The most common signalment for dogs presented with GDV are large-breed, deep-chested dogs such as great Danes, Weimaraners, and standard poodles. Abdominal distension, nonproductive retching, and restlessness are common presenting complaints and on physical exam, these patients may have signs of shock, abdominal distention with tympany, and splenomegaly. A diagnosis is made based on a right lateral abdominal radiograph which shows gastric dilation and pyloric malpositioning. This finding has been called the “double bubble” sign, “Smurf hat” and “Reverse C.” Bloodwork is commonly nonspecific, but plasma lactate can be used to evaluate perfusion, monitor resuscitation efforts and is prognostic for survival.
The exact cause of GDV is unknown, however risk factors such as being a large or giant breed, having a first degree relative had GDV, eating one meal per day, exercise, or stress after a meal and the presence of a gastric foreign body are known. The pathophysiology of GDV results from gastric distension and the clockwise rotation of the pylorus and proximal duodenum. The distended stomach compresses vena cava leading to decreased venous return and hypotension. Additional pathology includes the release of myocardial depressant factor leading to poor blood flow and arrhythmias (40-70% of dogs), gastric wall necrosis from increased intragastric pressures and avulsion of short gastric arteries and reperfusion injury
Prior to surgery, emergent stabilization is performed which includes the placement of 2 large bore IV catheters, fluid therapy (crystalloids +/- colloids), oxygen therapy, pain medications (full μ-agonists such as fentanyl, methadone, hydro) and antiemetics. An ECG should be evaluated to determine if VPCs or ventricular tachycardia are present. If VPCs ventricular or tachycardia are seen, a lidocaine bolus followed by CRI administration should be administered. Preoperative gastric decompression should be performed and can be accomplished by trocarisation or passage of an orogastric tube. Trocarisation is performed using a large bore catheter which is placed over area of greatest tympany; care must be taken to avoid accidental penetration of the spleen. Orogastric intubation offers a more rapid decompression and involves placement of a tube, measured from nares to caudal edge of last rib, into the stomach to remove gas and fluid.
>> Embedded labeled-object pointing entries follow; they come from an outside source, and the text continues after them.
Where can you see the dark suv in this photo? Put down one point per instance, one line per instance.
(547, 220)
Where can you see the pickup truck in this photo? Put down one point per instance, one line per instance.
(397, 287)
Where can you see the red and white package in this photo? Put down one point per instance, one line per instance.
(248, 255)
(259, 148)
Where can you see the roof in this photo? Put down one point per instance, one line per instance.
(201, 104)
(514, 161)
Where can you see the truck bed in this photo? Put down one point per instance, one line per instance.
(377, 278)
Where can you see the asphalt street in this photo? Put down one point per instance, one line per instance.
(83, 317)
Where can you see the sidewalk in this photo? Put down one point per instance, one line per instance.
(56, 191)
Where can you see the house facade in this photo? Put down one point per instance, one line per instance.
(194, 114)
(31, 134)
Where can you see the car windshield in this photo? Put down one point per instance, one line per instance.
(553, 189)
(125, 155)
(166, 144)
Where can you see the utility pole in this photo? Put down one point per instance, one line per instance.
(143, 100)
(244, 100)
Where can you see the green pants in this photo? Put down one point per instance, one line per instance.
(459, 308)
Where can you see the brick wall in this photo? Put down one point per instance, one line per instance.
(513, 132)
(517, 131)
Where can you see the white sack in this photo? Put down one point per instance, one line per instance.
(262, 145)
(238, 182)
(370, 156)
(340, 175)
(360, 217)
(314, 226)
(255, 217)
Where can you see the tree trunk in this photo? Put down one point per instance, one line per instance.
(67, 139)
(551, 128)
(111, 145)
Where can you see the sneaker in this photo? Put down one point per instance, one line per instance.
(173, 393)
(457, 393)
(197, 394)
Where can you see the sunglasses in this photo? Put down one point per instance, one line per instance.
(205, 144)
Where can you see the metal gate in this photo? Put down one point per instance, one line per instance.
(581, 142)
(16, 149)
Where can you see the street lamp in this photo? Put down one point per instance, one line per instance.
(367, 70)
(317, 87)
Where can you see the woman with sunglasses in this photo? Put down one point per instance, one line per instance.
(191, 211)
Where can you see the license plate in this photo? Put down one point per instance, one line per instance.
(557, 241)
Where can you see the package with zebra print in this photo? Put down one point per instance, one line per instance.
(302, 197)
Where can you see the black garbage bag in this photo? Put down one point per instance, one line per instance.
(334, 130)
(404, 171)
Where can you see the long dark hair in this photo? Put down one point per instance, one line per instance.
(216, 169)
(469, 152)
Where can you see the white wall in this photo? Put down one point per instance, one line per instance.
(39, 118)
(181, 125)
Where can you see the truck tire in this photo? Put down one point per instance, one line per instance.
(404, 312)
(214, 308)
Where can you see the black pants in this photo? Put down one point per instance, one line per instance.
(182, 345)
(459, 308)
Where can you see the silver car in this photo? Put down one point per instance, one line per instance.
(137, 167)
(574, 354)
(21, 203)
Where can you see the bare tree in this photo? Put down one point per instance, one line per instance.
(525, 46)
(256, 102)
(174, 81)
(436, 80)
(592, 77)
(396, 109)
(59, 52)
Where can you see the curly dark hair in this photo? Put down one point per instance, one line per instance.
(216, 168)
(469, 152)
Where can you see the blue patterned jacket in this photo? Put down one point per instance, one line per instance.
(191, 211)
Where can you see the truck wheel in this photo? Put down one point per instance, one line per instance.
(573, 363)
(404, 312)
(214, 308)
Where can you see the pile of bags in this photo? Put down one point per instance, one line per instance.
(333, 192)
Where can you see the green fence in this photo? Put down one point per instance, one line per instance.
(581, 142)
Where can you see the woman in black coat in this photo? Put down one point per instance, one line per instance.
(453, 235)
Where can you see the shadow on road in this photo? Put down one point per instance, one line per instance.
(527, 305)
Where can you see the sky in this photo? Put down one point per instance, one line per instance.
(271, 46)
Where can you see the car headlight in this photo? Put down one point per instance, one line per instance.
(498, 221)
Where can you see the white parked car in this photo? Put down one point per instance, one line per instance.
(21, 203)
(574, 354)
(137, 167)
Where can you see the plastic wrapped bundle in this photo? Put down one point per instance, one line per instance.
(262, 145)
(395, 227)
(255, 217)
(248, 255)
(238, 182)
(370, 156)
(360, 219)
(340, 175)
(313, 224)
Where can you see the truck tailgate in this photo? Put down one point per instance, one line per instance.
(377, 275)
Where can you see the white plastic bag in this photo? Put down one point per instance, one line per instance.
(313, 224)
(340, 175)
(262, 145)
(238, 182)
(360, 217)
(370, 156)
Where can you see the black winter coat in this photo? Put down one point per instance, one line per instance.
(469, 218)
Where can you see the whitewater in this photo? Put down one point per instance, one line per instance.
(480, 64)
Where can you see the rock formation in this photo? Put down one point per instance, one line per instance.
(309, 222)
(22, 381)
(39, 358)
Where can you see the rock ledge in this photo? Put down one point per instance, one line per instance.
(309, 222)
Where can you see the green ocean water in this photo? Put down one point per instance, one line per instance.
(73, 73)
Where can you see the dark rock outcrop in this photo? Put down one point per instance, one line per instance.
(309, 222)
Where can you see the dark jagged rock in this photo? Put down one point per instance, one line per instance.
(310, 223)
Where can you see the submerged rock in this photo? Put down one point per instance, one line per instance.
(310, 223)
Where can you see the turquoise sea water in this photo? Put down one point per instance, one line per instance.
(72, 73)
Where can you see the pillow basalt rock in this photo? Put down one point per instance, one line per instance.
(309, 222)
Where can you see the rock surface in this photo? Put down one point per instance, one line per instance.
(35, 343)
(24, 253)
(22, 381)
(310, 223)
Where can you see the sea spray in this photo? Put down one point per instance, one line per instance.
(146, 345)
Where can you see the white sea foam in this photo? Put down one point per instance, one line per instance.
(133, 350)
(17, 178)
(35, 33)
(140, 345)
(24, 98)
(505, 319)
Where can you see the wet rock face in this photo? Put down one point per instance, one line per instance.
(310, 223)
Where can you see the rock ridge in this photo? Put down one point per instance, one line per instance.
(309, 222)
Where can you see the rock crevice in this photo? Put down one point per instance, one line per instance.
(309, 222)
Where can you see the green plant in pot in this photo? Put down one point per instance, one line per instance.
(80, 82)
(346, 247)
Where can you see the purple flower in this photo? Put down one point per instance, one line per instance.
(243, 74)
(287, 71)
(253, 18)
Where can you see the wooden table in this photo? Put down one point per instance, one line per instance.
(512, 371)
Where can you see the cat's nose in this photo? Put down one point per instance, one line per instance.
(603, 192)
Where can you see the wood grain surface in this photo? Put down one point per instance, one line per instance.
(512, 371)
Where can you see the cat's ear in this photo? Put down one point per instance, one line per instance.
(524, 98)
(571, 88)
Surgery is the definitive treatment for GDV with the goals of repositioning the stomach, removal of devitalized tissue and performing a gastropexy. First, intraoperative stomach decompression can be facilitated by passing an orogastric tube or using a 22g needle hooked to suction. To correct the gastric malposition, the pylorus is pulled in a counterclockwise direction while simultaneously pushing the body of the stomach. Once derotated, the stomach and spleen are assessed. The greater curvature of the stomach is the most common area for devitalization and if compromised should be resected or invaginated. If the spleen is necrotic or thrombosed, a splenectomy is performed. Finally, a gastropexy is performed to prevent recurrence.
Postoperatively, supportive care and monitoring is continued, including monitoring for arrhythmias. Complications include Incisional infection, peritonitis, sepsis, and vomiting. Recurrence rates following gastropexy are minimal with an excellent prognosis for survival (90%).